Willie's post-war recordings, typically for most acoustic blues performers who peaked in the 1930s, were few; only two session periods are generally known, one of which, from 1949, is well represented on this album (as a single LP, it was released already in 1972), all of the songs having been recorded for the newly-formed Atlantic label, but only a couple of them released at the original time of recording.
The good news: since the label was Atlantic and the year was 1949, this is the cleanest, sharpest-sounding McTell album of them all. If you cannot stand hiss or crackle, Atlanta Twelve String is your safest bet for assessing McTell's playing style — particularly convenient since he remembers to re-record some of his biggest hits (ʽBroke Down Engineʼ, ʽRazor Ballʼ) before heading off into the barroom / gospel blues directions that he already tried to popularize in 1940.
The bad news is that his voice continues to show signs of serious weathering. Still expressive, but seriously lower than it used to be, it no longer has that unique youthfulness of old, yet at the same time is not gruff and rough enough to compete with the Ruffled Old Bluesman image of his peers. As for the playing, it is still precise and technical, but after the rousing opener (ʽKill-It-Kidʼ), he does not do any more ragtime numbers, and some of his tricks are not represented here at all — you will still have to search for the likes of ʽGeorgia Ragʼ to appreciate the man's full potential.
Still, at least one of the tracks here is utterly wonderful — ʽPinetop's Boogie Woodieʼ, a musical / vocal guide to a traditional dance; not because it is particularly complex or emotional, it just got the spirit, sounding like a little time capsule back to the age where you could be taught your dance moves by an old black guy with a guitar. But yeah, that old black guy does do a beautiful sprinkly-chimy guitar move at the end of each round.

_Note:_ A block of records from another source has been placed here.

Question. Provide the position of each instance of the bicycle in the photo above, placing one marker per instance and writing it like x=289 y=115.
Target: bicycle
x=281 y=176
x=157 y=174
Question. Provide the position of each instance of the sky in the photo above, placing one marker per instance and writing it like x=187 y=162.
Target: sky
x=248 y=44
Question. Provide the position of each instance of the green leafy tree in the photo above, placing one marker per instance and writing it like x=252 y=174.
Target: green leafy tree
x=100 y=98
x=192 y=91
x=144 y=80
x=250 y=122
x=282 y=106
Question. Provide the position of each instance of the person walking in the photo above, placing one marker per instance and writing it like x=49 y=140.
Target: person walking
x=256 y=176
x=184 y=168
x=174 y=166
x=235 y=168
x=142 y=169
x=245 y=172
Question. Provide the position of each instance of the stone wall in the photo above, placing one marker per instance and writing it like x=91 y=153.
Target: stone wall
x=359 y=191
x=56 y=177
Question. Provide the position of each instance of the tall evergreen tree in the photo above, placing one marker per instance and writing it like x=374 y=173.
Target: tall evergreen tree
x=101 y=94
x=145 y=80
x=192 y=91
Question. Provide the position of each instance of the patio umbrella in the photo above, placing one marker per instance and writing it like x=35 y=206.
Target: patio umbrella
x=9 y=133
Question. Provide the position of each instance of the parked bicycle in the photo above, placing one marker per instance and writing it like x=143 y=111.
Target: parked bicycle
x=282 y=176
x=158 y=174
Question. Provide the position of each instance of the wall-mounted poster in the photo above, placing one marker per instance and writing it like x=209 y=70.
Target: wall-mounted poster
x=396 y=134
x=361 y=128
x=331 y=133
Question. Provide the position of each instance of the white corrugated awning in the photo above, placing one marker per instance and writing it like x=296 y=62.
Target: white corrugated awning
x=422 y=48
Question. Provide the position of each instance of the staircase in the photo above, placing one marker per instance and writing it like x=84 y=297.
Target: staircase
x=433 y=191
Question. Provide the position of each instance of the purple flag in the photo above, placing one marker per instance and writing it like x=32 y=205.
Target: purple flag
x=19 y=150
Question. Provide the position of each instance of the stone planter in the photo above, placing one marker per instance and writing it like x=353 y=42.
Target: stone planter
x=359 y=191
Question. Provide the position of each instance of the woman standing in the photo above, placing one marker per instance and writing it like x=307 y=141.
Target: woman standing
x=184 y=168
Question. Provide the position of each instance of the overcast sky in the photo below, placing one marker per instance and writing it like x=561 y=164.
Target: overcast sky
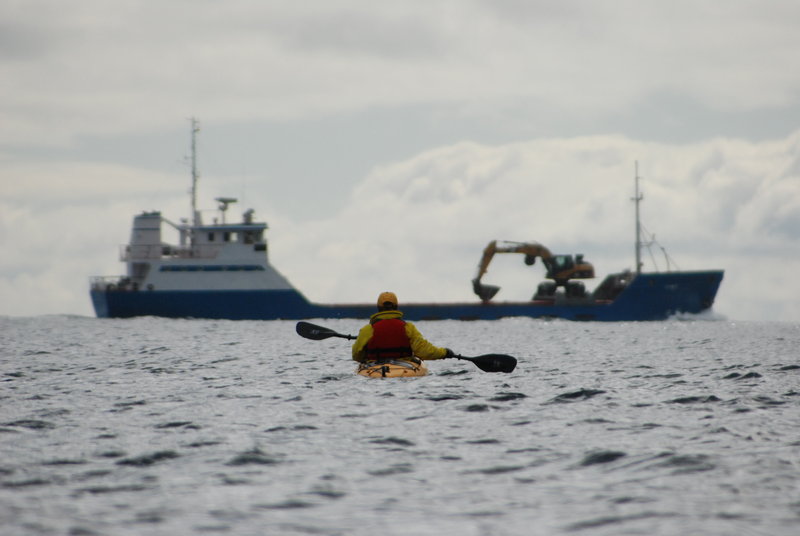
x=386 y=143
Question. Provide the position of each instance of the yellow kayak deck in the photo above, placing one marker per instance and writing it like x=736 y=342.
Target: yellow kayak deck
x=392 y=368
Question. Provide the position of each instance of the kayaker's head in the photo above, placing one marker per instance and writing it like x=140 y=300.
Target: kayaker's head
x=387 y=301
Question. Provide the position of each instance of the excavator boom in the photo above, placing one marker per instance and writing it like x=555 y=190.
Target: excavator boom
x=560 y=268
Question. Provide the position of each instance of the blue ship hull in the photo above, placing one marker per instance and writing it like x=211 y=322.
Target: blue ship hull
x=649 y=296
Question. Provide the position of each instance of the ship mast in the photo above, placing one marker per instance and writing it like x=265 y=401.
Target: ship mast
x=636 y=199
x=195 y=174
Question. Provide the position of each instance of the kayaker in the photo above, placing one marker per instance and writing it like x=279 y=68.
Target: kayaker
x=388 y=336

There are a couple extra Blind Willie Johnson tributes here (ʽMotherless Childrenʼ), and some stately solemn gospel anthems (ʽPearly Gatesʼ), but they are not as successful. For all the diversity of his interests, McTell was a playful performer, and whenever his performance lacks playfulness, it inevitably loses out to competition. In a way, he was doomed by his own age — as he got more and more «mature», he was drifting into all these «serious» genres where he did not have as much competence. "She's a real kind mama, lookin' for another man" is, and will always be, as great as Willie McTell ever gets, and these 1949 sessions, unfortunately, have very few such songs. Not that there are any downright bad performances, though — and, like I said, the very fact that this is the only «clean» recording from the man that one is ever going to get automatically makes it eligible for a modest thumbs up.